# Micro-ATX supporting Crossfire?



## James1991 (Oct 13, 2007)

Hi, i was wondering if anyone knows of a micro atx mobo that will support dual chanel DDR2, socket775 and crossfire(i dont know if they exist). 

i cant use a ATX mobo because it wont fit in my case.


----------



## Fusion (Oct 13, 2007)

HI.

I used to have the same problem, except with socket 939 and SLi.  EVGA eventually brought out a mATX SLI M/B, but I found that the cards over heated, as there was very little spacing between my two 6800 Ultras.  Unfortunately I have not head of a dual GPU board sinse, so I think it is very unlickly that there is one for LGA 775, for either xfire or SLi.

If that makes any sense at all.


----------



## Disparia (Oct 13, 2007)

How large of a card can you fit in there? Have a picture of your case?

Using a better, single card opens up the options you have. Otherwise there's only a small handful of mATX boards with a pair of x16 slots.


----------



## unsmart (Oct 13, 2007)

I checked on newegg and theres a few thought they don't both run at x16 speeds.
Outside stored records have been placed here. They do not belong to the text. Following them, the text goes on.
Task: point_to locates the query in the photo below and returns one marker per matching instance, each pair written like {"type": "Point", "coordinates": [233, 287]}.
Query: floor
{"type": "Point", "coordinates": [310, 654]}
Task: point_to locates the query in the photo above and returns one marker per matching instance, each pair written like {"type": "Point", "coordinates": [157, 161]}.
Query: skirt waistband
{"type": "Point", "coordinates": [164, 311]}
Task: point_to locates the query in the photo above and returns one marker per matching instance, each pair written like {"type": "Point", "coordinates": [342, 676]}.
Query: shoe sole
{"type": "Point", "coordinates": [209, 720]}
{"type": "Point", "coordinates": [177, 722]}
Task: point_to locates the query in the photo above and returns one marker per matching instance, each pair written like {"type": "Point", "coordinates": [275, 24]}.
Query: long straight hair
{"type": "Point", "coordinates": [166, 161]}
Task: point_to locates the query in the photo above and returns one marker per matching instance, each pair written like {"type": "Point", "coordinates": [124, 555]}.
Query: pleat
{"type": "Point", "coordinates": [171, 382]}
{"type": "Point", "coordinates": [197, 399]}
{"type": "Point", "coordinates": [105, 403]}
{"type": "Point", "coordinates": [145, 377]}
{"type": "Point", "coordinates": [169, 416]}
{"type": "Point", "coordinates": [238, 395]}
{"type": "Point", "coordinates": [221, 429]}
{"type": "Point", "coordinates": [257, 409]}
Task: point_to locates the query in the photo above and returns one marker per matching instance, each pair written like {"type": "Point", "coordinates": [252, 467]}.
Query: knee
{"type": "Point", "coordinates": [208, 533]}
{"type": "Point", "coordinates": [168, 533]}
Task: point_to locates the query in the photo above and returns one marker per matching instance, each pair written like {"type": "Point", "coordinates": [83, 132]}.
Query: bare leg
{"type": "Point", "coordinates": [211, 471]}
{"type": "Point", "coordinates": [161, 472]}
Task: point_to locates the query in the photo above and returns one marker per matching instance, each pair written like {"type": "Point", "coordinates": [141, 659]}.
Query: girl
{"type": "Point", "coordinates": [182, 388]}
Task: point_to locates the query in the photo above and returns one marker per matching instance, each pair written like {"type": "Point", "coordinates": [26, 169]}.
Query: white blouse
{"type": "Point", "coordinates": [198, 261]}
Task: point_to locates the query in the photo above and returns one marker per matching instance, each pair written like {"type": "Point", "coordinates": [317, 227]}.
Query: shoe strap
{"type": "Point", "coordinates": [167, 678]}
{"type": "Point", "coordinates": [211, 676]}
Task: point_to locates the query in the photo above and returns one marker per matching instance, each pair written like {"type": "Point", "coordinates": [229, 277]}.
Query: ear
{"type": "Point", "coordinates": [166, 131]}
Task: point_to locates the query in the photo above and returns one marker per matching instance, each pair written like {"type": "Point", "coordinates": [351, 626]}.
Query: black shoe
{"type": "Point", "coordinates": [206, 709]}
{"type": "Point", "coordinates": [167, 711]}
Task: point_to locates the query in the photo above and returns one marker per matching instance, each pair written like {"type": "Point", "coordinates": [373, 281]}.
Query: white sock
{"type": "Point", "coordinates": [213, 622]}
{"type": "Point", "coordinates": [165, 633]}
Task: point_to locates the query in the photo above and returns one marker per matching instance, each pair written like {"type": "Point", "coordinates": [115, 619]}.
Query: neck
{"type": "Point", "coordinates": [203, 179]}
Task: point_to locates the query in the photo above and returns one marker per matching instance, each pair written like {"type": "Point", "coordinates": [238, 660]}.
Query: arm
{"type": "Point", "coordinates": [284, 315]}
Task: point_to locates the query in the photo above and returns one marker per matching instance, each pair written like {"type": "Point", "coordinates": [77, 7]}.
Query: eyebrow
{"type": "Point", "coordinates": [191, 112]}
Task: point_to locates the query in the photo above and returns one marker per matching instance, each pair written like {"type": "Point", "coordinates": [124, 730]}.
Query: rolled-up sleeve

Heres the link http://www.newegg.com/Product/Produ...Subcategory=280&description=&Ntk=&srchInDesc=


----------



## James1991 (Oct 14, 2007)

i dont have a camera so i cant post a picture of my case. 

the case is fairly long from front to back but it isn't very high. 

i have a HD 2600pro in there with heaps of room for a bigger one but i like that card(i just bought it about 10 days ago for alot less than it's worth).

i want to get another and run them crossfire.

unsmart, the two mobo's you found would be great, but the slots wont fit two cards in because they're right next to each other. 

P.S. sorry for the extremely delay'd reply


----------



## Chewy (Oct 14, 2007)

I have seen a duel card board while looking for m-atx boards recently.. what one I dont remember but if your going to watercool the cards (you could just cool the cards with water ) maybe get a lanbox case or something like that for a micro gaming rig? 

 I'll take a quick look at nicx.coms matx boards.. thats where I was shopping recently.


edit: maybe I got mixed up and mistaken ddr2 pci-e for duel pci-e Im still looking though.... yeah thats what must of happened sorry if I got your hopes up.


----------



## James1991 (Oct 14, 2007)

i only wanted a micro atx for the case i have now.

if i get a new case it will be big enough to have an atx mobo.

thanks for the info though.


----------



## James1991 (Oct 14, 2007)

OK, ive been looking around and have decided on an ASUS P5k 
and an Antec Nine Hundred Ultimate Gaming Case. 
would this be ok for two hd2600 pro's in crossfire.


----------



## Chewy (Oct 14, 2007)

humm asus p5k you should get the premium one.. or maybe get a gigabyte dq-6 x35 board.


----------



## James1991 (Oct 14, 2007)

ok i'll have a look thanks for the suggestions


----------